他にも体格にそぐわない武器を持った魔物が複数存在しており、女王寄生木が寄生した生物を区別していない事が分かる。
芋虫如きのチャンバラなどスレイと比べたら児戯に等しい、振られた棒をさっと躱して女王と繋がっている蔓を切断した。すると一瞬ビクンと痙攣した後倒れて消失した。
「繋がっている蔓を斬れ、そうすれば一発で消えるぞ!」
「了解しました」
「女王はどうするんだい?」
「後回しでいいだろ、今は相手の数を減らしたい」
部下の能力を活かせない様じゃあ上司失格だぜ!
敵の動きはそこまで強くは無いが数が多いので最初は苦労した。
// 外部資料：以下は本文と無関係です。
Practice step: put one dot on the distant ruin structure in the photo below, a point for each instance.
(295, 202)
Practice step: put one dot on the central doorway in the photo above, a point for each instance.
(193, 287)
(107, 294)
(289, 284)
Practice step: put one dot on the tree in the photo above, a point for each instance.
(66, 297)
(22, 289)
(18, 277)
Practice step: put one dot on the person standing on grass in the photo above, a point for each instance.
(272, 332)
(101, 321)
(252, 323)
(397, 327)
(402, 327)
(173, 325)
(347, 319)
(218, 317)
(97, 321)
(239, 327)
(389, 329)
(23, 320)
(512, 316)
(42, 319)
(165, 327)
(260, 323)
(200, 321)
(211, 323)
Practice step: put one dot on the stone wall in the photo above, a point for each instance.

しかし数が減れば倒す速度も上がり、幾分か経てば敵の操り死体は残り3体だけとなった。
「アレ、どうする?」
「元人間とは言え、今は魔物化しています。倒すしかないでしょう」
不死化している冒険者達だ。腐った肉が未だにこびり付いているので死後そこまで時間経過していない事が伺える。
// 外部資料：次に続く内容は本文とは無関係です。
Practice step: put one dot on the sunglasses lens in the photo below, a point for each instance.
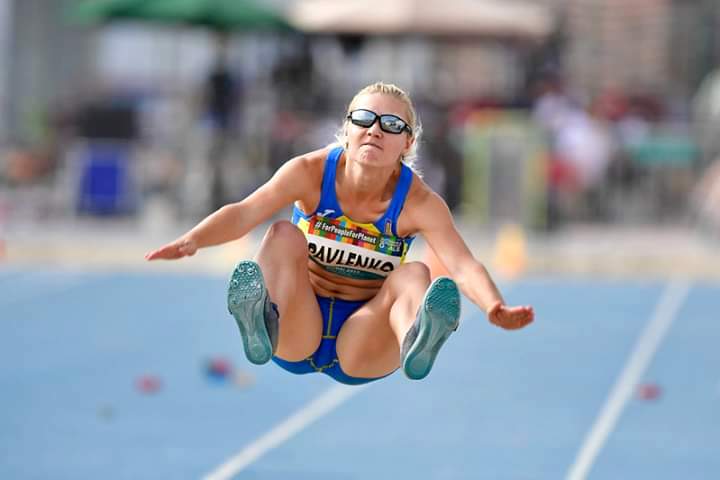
(362, 118)
(392, 124)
「ただ、倒しても放置しておけば再び魔物として復活してしまいますので、完全に燃やすか浄化するのがいいでしょう」
「浄化か、クレア出来るか?」
「浄化でしょ、使えるわよ」
「では切断したのち女王寄生木を討伐、その後で彼らを浄化しよう」
彼らは魔物が居る時でも襲い掛かっては来なかった。何か理由があるのか主の奥の手なのか分からないけど慎重に行こう。
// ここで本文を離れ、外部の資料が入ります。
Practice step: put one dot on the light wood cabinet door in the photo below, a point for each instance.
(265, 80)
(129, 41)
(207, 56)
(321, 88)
近付いてみるとオーソドックスな剣士が一人、槍持ちが一人に弓を持った……あれは女性か、一人とパーティー構成としてはやや攻撃よりだ。場所が場所なので魔術師や神官を入れなかったのかもしれないな。
反応する前に蔓を切断するか、側面に回り込んで一気に飛び掛かった。
狙うは頭と思われる膨らみの上、出来るだけ傷をつけない様に斬る。
「なっ……!?」
真横から振り抜いた剣をスウェーで避けられてしまった。今までの魔物はそんな動きしてこなかったぞ!
「ご主人様!」
アリスの声に横を見れば着地を狙って槍持ちが走ってきている。着地の勢いのまま前に転がり何とか回避した。すぐさま起き上がり追撃を警戒する。
アリスは駆けつけようとしていたが弓兵に矢を射られて阻まれていた。